Brasil: transgênicos: ONGs exigem estudo de impacto ambiental

Para entidades, cientistas da CTNBio não têm isenção para analisar questão

A decisão da Comissão Técnica Nacional de Biossegurança (CTNBio) de liberar a soja transgênica no Brasil, em 1998, foi irresponsável, com base em certezas científicas inexistentes. Essa é a posição da Campanha por Um Brasil Livre de Transgênicos, associação que reúne mais de 80 organizações não-governamentais (ONGs), entre elas a Assessoria e Serviços a Projetos em Agricultura Alternativa (ASPTA), o Movimento dos Sem-Terra (MST), Greenpeace e Instituto de Defesa do Consumidor (Idec). A coordenação da campanha enviou uma carta ao Estado para responder às críticas do pesquisador Luiz Antonio Barreto de Castro, presidente da CTNBio quando a soja foi liberada, às táticas usadas por opositores da biotecnologia. Veja trechos da carta:

?Nosso objetivo é evitar que se consuma no Brasil uma farra dos transgênicos sem que a comunidade científica tenha sequer definido critérios mínimos para elaboração de normas de biossegurança. Afinal, como sabem os cientistas responsáveis, ausência de prova de impacto não significa prova de ausência de impacto. (...)

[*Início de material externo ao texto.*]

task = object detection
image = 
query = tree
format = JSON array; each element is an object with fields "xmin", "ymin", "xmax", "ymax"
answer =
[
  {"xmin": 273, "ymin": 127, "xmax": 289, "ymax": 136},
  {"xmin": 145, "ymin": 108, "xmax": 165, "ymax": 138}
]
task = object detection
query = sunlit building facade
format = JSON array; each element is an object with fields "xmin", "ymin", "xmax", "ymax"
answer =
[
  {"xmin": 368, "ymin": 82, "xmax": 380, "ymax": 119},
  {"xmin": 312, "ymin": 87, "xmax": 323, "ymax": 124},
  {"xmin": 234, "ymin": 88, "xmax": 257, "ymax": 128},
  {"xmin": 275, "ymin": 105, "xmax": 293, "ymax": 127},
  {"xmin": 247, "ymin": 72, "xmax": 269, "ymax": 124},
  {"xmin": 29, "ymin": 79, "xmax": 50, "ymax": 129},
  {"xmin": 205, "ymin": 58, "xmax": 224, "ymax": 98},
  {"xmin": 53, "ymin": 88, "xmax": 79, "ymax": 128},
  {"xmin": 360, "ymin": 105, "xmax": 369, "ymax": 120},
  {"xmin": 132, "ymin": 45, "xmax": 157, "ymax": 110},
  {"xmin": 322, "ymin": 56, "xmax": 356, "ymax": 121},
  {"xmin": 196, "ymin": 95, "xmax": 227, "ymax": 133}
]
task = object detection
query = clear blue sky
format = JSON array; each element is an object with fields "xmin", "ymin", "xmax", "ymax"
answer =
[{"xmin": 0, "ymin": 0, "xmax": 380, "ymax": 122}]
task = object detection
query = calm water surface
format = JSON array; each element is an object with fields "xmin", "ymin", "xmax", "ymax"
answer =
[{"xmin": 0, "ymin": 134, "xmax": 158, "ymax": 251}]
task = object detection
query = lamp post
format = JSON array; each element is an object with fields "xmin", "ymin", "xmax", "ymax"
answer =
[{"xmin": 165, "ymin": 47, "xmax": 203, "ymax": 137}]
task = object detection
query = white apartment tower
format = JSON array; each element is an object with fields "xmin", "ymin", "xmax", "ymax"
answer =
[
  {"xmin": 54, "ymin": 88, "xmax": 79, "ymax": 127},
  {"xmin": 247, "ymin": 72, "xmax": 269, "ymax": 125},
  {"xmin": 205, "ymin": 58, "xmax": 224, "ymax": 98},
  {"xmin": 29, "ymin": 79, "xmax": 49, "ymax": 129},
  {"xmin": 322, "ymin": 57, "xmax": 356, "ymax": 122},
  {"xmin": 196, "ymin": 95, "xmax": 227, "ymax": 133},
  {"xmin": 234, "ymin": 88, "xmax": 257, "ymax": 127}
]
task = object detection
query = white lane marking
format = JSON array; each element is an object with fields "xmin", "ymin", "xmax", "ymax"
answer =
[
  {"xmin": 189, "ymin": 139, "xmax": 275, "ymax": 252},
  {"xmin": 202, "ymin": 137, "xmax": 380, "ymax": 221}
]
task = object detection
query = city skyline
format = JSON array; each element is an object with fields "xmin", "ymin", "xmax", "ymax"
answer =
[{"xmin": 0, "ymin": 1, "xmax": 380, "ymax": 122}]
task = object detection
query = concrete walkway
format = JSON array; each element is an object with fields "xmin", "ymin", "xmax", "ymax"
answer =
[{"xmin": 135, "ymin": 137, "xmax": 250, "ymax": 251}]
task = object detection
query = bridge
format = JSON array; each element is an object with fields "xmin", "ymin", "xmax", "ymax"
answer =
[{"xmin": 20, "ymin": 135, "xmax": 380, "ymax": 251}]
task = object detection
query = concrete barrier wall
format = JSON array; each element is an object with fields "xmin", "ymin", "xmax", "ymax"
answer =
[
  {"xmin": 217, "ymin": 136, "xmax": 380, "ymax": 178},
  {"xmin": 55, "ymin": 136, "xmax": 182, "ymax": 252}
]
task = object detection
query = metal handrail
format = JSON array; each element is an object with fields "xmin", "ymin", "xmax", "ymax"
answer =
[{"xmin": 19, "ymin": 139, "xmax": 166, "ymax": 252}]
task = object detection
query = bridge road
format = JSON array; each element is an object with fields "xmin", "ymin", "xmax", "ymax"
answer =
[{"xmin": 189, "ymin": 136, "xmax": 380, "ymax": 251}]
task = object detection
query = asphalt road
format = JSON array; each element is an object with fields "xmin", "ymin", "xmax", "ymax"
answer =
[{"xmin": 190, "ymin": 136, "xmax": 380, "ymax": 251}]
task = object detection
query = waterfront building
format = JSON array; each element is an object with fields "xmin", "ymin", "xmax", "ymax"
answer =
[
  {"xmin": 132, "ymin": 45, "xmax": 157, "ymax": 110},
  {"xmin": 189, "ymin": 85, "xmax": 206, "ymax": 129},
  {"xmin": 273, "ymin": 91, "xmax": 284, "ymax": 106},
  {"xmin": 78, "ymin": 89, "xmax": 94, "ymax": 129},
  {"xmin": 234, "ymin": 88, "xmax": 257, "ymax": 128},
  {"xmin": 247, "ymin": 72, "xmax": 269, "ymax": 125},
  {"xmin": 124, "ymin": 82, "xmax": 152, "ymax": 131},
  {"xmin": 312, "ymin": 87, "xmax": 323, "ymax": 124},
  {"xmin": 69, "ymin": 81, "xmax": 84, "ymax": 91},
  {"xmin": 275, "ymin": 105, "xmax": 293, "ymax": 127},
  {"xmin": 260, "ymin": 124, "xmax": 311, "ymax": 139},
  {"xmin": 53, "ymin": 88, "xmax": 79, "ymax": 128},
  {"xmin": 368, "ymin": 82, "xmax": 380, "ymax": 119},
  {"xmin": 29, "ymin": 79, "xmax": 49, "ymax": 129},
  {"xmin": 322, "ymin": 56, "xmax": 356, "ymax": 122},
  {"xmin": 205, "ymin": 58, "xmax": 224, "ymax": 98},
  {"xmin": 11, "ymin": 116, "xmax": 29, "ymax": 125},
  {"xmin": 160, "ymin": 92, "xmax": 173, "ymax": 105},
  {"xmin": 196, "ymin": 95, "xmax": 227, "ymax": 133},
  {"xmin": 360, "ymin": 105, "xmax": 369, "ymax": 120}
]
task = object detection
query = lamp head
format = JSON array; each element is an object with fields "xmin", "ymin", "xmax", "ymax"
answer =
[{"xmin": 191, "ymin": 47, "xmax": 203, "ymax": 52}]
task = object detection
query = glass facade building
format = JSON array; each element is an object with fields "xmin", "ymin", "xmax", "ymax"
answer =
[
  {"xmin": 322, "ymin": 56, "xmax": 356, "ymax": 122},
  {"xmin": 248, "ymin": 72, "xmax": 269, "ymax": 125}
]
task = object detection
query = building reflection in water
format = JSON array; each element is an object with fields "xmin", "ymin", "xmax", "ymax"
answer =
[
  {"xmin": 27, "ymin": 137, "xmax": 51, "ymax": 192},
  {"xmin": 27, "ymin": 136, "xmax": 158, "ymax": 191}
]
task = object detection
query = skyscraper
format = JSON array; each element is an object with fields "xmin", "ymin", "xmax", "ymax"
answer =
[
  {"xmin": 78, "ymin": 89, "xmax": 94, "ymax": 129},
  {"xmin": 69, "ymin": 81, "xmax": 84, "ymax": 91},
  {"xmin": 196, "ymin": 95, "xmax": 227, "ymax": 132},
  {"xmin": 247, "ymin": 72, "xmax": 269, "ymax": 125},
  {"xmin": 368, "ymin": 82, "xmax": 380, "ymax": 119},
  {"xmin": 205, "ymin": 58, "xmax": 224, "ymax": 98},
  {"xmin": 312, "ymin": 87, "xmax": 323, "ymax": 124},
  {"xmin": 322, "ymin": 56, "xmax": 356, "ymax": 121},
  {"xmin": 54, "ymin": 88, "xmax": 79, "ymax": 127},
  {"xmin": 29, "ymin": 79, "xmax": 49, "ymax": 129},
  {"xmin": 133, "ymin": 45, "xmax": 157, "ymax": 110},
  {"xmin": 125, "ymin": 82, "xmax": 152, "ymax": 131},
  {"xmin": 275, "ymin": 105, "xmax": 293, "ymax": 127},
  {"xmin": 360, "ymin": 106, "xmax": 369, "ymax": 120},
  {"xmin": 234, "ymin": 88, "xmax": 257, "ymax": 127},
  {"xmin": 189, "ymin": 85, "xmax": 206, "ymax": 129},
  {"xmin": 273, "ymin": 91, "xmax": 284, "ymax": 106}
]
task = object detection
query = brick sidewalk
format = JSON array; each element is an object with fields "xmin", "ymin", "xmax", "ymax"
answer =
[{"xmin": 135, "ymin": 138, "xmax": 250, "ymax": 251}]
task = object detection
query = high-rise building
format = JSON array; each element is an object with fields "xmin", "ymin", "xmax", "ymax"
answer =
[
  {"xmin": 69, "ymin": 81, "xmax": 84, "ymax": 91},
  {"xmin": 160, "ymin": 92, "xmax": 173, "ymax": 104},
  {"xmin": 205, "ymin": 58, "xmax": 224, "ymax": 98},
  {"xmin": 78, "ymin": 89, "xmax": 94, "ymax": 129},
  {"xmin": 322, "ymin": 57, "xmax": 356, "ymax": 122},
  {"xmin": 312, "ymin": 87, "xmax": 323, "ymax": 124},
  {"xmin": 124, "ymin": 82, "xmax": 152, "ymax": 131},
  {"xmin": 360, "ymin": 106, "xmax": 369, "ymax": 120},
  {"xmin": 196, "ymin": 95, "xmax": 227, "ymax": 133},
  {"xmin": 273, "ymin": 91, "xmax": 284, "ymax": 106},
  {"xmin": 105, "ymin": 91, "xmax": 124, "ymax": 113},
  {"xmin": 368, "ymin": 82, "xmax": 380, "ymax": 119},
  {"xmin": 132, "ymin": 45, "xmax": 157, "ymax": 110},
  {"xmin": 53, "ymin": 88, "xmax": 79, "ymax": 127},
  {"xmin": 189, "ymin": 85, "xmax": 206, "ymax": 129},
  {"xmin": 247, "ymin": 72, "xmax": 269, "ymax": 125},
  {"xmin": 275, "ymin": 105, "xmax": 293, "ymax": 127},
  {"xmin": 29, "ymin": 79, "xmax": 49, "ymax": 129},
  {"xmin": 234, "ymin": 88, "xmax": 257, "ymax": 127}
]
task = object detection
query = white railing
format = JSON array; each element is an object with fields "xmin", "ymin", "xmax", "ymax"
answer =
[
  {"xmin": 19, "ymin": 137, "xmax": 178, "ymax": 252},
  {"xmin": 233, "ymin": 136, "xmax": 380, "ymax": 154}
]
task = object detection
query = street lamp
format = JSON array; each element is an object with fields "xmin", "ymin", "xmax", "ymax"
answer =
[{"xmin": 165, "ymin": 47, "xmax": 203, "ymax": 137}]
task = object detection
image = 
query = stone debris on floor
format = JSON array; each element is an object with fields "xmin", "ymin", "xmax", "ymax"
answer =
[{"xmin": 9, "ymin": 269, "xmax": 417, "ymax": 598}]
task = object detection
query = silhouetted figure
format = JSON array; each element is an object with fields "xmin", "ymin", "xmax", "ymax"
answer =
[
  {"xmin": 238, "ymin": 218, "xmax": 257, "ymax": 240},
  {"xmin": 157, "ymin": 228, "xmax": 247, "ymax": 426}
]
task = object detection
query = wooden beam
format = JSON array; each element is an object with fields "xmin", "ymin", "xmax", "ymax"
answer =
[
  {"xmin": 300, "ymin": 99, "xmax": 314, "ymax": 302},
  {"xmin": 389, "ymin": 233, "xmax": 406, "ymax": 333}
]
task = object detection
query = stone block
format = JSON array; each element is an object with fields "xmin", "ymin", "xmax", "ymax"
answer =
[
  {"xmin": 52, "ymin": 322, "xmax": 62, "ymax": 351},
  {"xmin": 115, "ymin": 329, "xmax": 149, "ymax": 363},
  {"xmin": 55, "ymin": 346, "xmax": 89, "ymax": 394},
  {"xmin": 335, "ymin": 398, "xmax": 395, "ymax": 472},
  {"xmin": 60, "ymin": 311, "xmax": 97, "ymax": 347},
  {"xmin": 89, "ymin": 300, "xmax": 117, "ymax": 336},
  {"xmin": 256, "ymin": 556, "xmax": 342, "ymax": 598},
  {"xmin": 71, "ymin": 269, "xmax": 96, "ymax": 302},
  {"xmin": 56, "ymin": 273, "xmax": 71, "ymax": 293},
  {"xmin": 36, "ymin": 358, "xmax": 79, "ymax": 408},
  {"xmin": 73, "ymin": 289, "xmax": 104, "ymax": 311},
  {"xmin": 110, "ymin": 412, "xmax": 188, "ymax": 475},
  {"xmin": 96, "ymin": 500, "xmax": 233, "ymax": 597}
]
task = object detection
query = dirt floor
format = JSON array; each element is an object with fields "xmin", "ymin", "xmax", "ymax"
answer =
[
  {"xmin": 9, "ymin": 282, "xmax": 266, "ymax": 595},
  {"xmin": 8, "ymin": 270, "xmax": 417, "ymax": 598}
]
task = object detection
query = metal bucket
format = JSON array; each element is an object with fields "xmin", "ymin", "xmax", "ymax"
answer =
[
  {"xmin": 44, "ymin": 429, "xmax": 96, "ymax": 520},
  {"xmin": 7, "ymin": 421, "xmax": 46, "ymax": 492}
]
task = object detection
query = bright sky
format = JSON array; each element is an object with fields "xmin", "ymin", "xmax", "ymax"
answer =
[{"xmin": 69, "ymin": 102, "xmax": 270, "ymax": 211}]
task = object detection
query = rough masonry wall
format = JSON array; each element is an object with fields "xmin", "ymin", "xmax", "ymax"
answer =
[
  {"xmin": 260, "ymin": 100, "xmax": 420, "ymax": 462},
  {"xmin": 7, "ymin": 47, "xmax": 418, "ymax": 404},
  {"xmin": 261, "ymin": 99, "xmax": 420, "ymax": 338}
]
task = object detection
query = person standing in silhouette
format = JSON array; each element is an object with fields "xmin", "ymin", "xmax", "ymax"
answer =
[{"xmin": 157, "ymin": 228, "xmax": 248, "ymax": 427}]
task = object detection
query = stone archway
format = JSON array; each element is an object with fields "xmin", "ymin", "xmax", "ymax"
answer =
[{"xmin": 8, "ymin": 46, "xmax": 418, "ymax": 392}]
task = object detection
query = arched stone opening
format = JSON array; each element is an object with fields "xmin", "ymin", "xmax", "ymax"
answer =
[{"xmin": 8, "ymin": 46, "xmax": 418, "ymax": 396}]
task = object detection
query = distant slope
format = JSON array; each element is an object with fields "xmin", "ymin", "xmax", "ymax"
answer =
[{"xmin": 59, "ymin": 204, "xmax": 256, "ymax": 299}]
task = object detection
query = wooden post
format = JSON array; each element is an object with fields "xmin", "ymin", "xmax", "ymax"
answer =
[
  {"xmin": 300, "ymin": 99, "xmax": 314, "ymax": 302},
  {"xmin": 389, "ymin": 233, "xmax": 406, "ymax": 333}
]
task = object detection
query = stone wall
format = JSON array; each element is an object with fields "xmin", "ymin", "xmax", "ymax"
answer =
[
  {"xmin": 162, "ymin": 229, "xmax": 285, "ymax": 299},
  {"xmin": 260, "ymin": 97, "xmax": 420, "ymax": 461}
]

Sempre defendemos que o Brasil realize mais e mais pesquisas sobre os OGMs, ao contrário da Monsanto, que se recusa a fazer Estudo de Impacto Ambiental (EIA) de sua soja, apesar de há anos ter em mãos estudo elaborado pelo ex-presidente do Ibama, Eduardo Martins, contratado da empresa, com os critérios mínimos necessários para tal EIA. Não há melhor prova do que esta recusa de que há ?algo de podre? no reino dos transgênicos.

Concordamos com a Embrapa em sua posição diante dos transgênicos: ?A Embrapa está consciente de que praticamente inexistem pesquisas conclusivas sobre os riscos para a saúde dos consumidores que venham a ingerir alimentos geneticamente modificados, bem como de que não há ainda no País pesquisas conclusivas sobre os riscos decorrentes da liberação de OGMs no meio ambiente, o que deve ser estudado caso a caso?, conforme documento da empresa amplamente divulgado em 2 de setembro. (...)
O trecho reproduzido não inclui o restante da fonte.